A survey conducted by property investment consultancy Momentum Wealth found that 50 per cent of respondents believed that now was a good time to fix their loan interest rates, while the other 50 per cent thought they should wait.
Furthermore, 33 per cent of investors hadn’t reviewed their loans in the last 12 months.
The survey also revealed that 42 per cent of investors had considered acquiring property via an SMSF.
The most popular goal for investors is acquiring property, according to the survey, with 45 per cent of respondents aiming to buy a property sometime in 2016.
Additionally, 26 per cent of investors said their main goal over the next 12 months was to review their current property portfolio, while 17 per cent said they would continue saving to buy their next investment property.

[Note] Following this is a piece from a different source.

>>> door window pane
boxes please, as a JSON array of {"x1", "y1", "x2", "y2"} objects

When asked to identify the biggest roadblock to buying an investment property right now, 18 per cent of respondents noted life circumstances as the main barrier, while 16 per cent said they did not have enough equity, and 13 per cent said they did not think it was the right time to buy.
The survey also found that established houses were the most popular type of investment property to purchase, with 48 per cent of investors saying this option appealed to them the most. This was followed by development sites or syndicates (25 per cent), new houses and land (11 per cent), and apartments or units (8 per cent).
Momentum Wealth managing director Damian Collins said that now could be a good time for investors to reassess their loans.
“The Reserve Bank of Australia has cut rates twice in the past 12 months, so investors who haven’t reviewed their loans in this time may be able to secure a better deal from their lender,” he said.
“There are plenty of great deals out there from a variety of lenders, so investors should visit a mortgage broker to ensure their rates are competitive.”
Mr Collins said that while there are plenty of good investment opportunities in Australia at the moment, investors should be watchful.
“With any investment, research is key,” he said. “A high-performing investment property can deliver huge returns to an investor, but choosing the wrong property can be a significant financial burden.”
“One of the most common misconceptions is that all properties within a city experience the same rate of capital growth. However, investors need to remember that there are dozens of markets within a single city, some of which will increase in price, while others will stagnate or possibly fall in value.”